AMLO's first weeks underscore policy risks in Mexico
On December 1, President Andres Manuel Lopez Obrador (AMLO) began his term with a level of power over the political system not seen in recent decades. His coalition controls comfortable majorities in both houses of congress, and with allies, could easily reach the two thirds majority to reform the constitution.
Eurasia Group's indices show that Mexico's overall level of political capacity is on par with the average for emerging markets. However, its government strength score—our measure that attempts to capture the cyclical variations in a government's power—is the highest in Latin America.
AMLO' ambitious agenda of infrastructure and social spending will put Mexico's fiscal balance at risk. The main challenge to the 2019 budget will come on the revenue side, as the government will struggle to find the resources to fund AMLO's programs.
Early signs of trouble
AMLO's early days in office have been tumultuous. A poorly managed strategy to combat the growing problem of fuel theft of state-owned company Pemex's pipelines has led to a shortage of gasoline in many parts of the country. The crisis highlights critical weaknesses of the administration—an inexperienced team combined with AMLO's centralized and instinctive decision-making style.
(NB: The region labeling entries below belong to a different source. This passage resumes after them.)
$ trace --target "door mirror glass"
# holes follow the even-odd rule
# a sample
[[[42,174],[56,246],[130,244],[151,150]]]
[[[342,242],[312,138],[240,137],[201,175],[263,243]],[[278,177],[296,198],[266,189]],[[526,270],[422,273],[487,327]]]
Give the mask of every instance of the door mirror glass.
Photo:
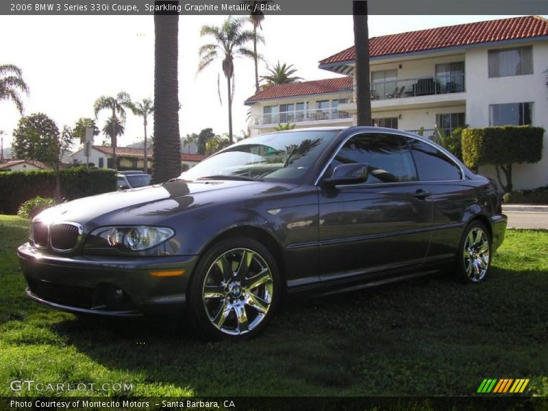
[[[360,184],[367,179],[367,166],[360,163],[340,164],[335,167],[331,177],[323,179],[326,186]]]

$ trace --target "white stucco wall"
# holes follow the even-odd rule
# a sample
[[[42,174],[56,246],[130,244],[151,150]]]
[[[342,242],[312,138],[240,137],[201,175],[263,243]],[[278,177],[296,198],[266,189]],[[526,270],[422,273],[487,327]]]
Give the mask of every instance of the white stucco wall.
[[[548,130],[548,42],[520,43],[533,46],[533,74],[489,78],[487,55],[490,48],[476,49],[466,53],[466,123],[470,127],[489,125],[489,105],[505,103],[533,102],[533,125]],[[505,48],[513,47],[508,45]],[[493,47],[494,48],[494,47]],[[532,164],[514,164],[515,189],[534,188],[548,185],[548,134],[545,133],[543,158]],[[482,174],[495,178],[492,166],[480,168]]]

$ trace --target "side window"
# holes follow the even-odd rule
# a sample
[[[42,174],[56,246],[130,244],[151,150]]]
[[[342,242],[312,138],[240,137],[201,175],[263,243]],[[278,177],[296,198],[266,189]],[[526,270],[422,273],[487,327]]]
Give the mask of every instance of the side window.
[[[460,180],[462,178],[458,166],[436,147],[414,138],[409,139],[409,145],[421,181]]]
[[[339,150],[331,166],[349,163],[367,166],[366,184],[417,180],[413,158],[403,136],[380,133],[354,136]]]

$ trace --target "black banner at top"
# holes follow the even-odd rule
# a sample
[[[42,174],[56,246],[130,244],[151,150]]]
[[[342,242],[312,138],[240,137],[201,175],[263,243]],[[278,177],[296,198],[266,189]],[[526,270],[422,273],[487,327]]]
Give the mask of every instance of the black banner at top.
[[[253,9],[253,10],[252,10]],[[352,0],[3,0],[3,15],[350,15]],[[546,0],[369,0],[371,15],[547,14]]]

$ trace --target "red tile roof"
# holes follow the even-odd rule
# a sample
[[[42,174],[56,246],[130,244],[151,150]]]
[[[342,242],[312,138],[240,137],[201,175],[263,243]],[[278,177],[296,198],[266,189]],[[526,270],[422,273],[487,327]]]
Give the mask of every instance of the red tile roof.
[[[112,155],[112,147],[110,146],[93,146],[93,148],[104,154]],[[133,149],[130,147],[116,147],[116,155],[120,157],[144,158],[145,150],[143,149]],[[181,160],[184,161],[200,162],[206,157],[208,156],[201,154],[181,154]],[[149,150],[147,152],[147,158],[152,158],[152,150]]]
[[[245,104],[258,100],[292,97],[325,92],[334,92],[345,87],[351,87],[352,77],[337,77],[324,80],[312,80],[289,84],[277,84],[260,91],[247,99]]]
[[[548,36],[546,18],[539,16],[513,17],[372,37],[369,39],[369,57],[544,36]],[[351,62],[355,58],[352,46],[321,60],[320,66]]]
[[[4,161],[4,162],[0,164],[0,169],[9,169],[10,167],[16,166],[17,164],[22,164],[23,163],[27,163],[33,165],[38,169],[48,168],[47,164],[37,160],[10,160],[9,161]]]

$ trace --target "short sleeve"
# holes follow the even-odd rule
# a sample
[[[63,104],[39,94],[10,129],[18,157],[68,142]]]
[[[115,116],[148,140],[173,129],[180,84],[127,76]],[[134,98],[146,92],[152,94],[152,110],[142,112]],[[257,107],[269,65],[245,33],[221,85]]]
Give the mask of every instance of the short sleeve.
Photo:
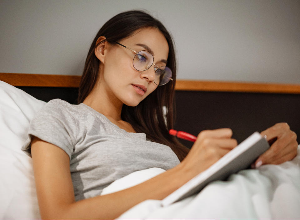
[[[51,100],[43,106],[30,121],[28,132],[29,143],[22,149],[30,152],[30,142],[34,136],[61,148],[71,159],[77,126],[68,107],[66,102],[59,99]]]

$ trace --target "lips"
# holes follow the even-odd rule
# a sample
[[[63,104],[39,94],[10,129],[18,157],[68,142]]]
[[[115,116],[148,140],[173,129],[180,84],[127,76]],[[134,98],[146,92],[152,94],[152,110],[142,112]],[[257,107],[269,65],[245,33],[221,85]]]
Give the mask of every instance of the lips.
[[[134,88],[138,94],[142,95],[143,95],[147,91],[147,88],[142,85],[132,84],[132,86]]]

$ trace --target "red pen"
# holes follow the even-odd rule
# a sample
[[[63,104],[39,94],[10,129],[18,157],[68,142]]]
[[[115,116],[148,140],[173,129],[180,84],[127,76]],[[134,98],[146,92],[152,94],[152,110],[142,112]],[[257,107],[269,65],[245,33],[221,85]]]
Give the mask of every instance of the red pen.
[[[197,137],[188,132],[177,131],[173,129],[170,130],[169,131],[169,133],[171,135],[179,137],[180,138],[184,139],[185,140],[189,141],[190,141],[193,142],[195,142],[197,139]]]

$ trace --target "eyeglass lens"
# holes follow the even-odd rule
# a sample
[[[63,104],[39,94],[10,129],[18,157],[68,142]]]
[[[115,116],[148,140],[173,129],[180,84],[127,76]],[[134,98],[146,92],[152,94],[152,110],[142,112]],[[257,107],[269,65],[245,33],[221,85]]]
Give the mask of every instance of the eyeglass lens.
[[[144,71],[149,69],[153,64],[152,54],[146,50],[142,50],[136,54],[133,58],[133,67],[139,71]],[[164,85],[172,77],[172,71],[168,67],[164,66],[155,68],[154,83],[158,85]]]

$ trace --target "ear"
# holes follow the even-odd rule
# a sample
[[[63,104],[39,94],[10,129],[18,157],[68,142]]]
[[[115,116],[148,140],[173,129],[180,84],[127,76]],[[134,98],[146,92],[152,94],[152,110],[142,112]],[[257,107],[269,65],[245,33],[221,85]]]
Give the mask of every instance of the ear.
[[[97,40],[96,45],[99,44],[95,49],[95,55],[99,60],[102,63],[105,61],[105,55],[107,51],[108,43],[107,41],[104,41],[100,43],[102,41],[106,39],[104,36],[101,36]]]

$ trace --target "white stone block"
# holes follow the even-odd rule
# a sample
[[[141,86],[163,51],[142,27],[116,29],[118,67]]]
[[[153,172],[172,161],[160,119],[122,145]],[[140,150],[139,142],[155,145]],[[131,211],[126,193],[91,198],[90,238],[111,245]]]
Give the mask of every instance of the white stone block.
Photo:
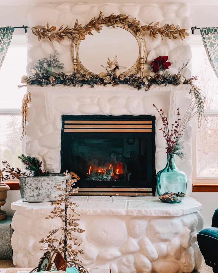
[[[60,4],[56,7],[56,8],[60,11],[71,11],[70,5],[67,4]]]
[[[49,58],[50,54],[54,54],[55,50],[53,42],[49,41],[48,39],[47,40],[43,41],[42,49],[44,57]]]
[[[175,261],[162,259],[155,261],[152,267],[156,273],[176,273],[179,269],[178,263]]]
[[[129,237],[120,250],[124,254],[132,254],[138,251],[139,247],[135,240],[132,237]]]
[[[129,15],[132,18],[135,18],[138,17],[140,8],[138,5],[132,4],[122,4],[120,7],[121,12]]]
[[[143,254],[151,261],[153,261],[158,258],[158,254],[155,247],[147,237],[143,237],[139,242]]]
[[[111,273],[118,273],[119,271],[118,268],[116,263],[111,264],[110,267],[110,269],[111,270]]]
[[[100,111],[104,115],[109,113],[108,106],[107,100],[104,97],[99,98],[98,101]]]
[[[189,16],[190,15],[190,5],[184,4],[180,7],[177,11],[177,16],[182,18],[184,16]]]
[[[48,21],[50,27],[53,25],[60,27],[60,26],[56,25],[59,12],[54,5],[31,6],[28,16],[29,25],[31,27],[39,25],[46,26]],[[50,16],[48,17],[49,15]],[[38,39],[36,37],[36,38]]]
[[[183,272],[189,273],[193,271],[195,267],[195,254],[191,247],[182,251],[179,261],[180,268]]]
[[[101,259],[109,261],[115,260],[122,255],[120,251],[115,248],[112,248],[105,250],[100,252],[98,257]]]
[[[201,265],[202,255],[197,242],[193,244],[192,247],[195,252],[195,269],[198,270]]]
[[[104,4],[100,6],[99,8],[106,16],[108,16],[113,13],[116,14],[120,13],[118,5],[114,4]]]
[[[136,270],[134,264],[134,256],[129,255],[123,257],[118,263],[119,273],[135,273]]]
[[[53,133],[47,134],[40,138],[38,140],[41,147],[50,149],[55,149],[59,146],[60,136],[59,134]]]
[[[178,260],[180,257],[180,240],[178,236],[169,242],[167,245],[167,254]]]
[[[197,212],[196,215],[198,220],[196,228],[197,231],[198,232],[201,230],[204,227],[204,219],[199,212]]]
[[[192,234],[191,231],[186,227],[183,227],[180,235],[181,245],[185,248],[188,248],[191,245]]]
[[[151,4],[142,6],[140,7],[138,18],[140,22],[148,25],[152,22],[153,22],[154,23],[161,22],[163,17],[158,6]]]
[[[72,114],[77,109],[78,105],[76,102],[72,101],[71,97],[58,97],[54,102],[56,110],[61,114]]]
[[[198,216],[196,213],[192,213],[181,217],[184,226],[187,227],[192,232],[196,230],[198,222]]]
[[[93,103],[81,104],[79,106],[78,109],[81,113],[89,115],[97,114],[99,111],[98,106]]]
[[[105,247],[119,246],[127,239],[125,223],[117,218],[96,219],[88,224],[86,236],[93,243]]]
[[[155,244],[155,246],[158,254],[159,258],[166,255],[168,244],[168,242],[159,242]]]
[[[148,223],[146,232],[152,240],[156,239],[161,241],[169,241],[177,236],[182,228],[182,223],[179,219],[154,219]]]
[[[136,269],[142,273],[150,273],[152,271],[152,264],[147,258],[140,253],[135,256],[135,262]]]
[[[129,223],[129,228],[131,235],[134,238],[139,238],[145,234],[147,221],[143,219],[131,219]]]
[[[69,28],[73,28],[74,25],[71,24],[72,21],[72,14],[71,12],[62,12],[59,13],[57,20],[57,23],[59,25],[62,25],[64,24],[64,27],[68,26]],[[75,21],[74,19],[73,21]]]

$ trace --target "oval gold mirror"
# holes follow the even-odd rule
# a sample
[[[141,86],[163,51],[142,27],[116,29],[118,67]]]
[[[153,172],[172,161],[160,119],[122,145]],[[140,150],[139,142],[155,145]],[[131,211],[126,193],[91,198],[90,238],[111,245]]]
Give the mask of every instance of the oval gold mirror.
[[[112,62],[116,58],[115,61],[122,74],[137,73],[140,56],[143,56],[144,63],[147,55],[144,36],[137,35],[121,25],[105,24],[100,26],[100,32],[93,31],[93,35],[86,35],[84,40],[77,38],[73,41],[72,56],[73,59],[75,58],[75,44],[78,70],[82,73],[88,72],[98,75],[105,72],[102,65],[107,66],[108,58]]]

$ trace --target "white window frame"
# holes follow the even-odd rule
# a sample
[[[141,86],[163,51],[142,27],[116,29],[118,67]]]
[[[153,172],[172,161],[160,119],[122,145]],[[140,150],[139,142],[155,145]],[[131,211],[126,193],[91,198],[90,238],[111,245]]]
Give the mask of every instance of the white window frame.
[[[202,39],[200,35],[196,33],[191,36],[192,47],[204,47]],[[205,110],[204,115],[207,117],[218,117],[218,110]],[[192,181],[193,183],[217,183],[218,184],[218,177],[198,177],[197,176],[197,151],[196,150],[196,134],[197,128],[196,128],[196,121],[197,116],[193,119],[192,122]]]
[[[10,47],[27,47],[27,43],[26,40],[26,34],[14,34],[11,42],[10,45]],[[1,73],[1,71],[0,71]],[[18,84],[19,84],[18,83]],[[22,114],[20,109],[19,108],[0,108],[0,116],[21,116]],[[23,151],[23,141],[20,141],[20,145],[22,151]],[[10,180],[8,182],[17,182],[18,181],[18,179],[15,179],[13,180]]]

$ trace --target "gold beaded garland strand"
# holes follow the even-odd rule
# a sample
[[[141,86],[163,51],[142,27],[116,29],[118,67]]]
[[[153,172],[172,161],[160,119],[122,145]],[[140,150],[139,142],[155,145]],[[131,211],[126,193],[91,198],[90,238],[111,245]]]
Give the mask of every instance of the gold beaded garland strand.
[[[22,104],[21,111],[22,115],[22,134],[20,138],[21,140],[25,135],[26,135],[26,116],[27,114],[27,108],[29,103],[31,101],[31,93],[27,92],[24,95],[22,100]]]

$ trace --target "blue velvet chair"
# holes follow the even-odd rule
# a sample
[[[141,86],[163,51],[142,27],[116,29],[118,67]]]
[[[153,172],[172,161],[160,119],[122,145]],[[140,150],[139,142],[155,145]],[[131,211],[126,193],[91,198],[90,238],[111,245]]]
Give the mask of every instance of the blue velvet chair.
[[[204,229],[198,234],[198,242],[206,265],[218,273],[218,208],[213,216],[212,227]]]

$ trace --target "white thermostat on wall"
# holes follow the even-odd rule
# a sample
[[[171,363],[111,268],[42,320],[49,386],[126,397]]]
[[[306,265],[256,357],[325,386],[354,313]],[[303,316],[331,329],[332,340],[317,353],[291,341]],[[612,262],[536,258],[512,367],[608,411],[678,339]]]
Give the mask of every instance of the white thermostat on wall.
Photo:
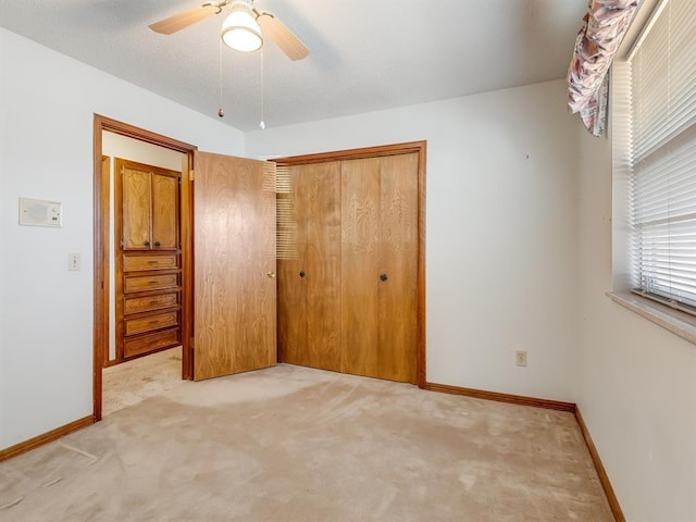
[[[63,224],[63,204],[58,201],[20,198],[20,224],[61,226]]]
AMLO regards the anti-theft strategy as a key component of reinforcing the role of Pemex at the expense of private participation. He has an ambitious target to increase oil production by nearly 50% by 2024 through increased funding to Pemex for exploration of shallow-water fields and onshore conventional areas.
The fuel theft strategy is also key to addressing Mexico's security challenges. Conflict between cartels for control over illegal fuel has significantly contributed to the rise of the homicide rate in recent years.
AMLO's fuel policy remains popular and he has doubled down on his plan for now. However, the lack of a clear overall security strategy means that security conditions will remain challenging this year.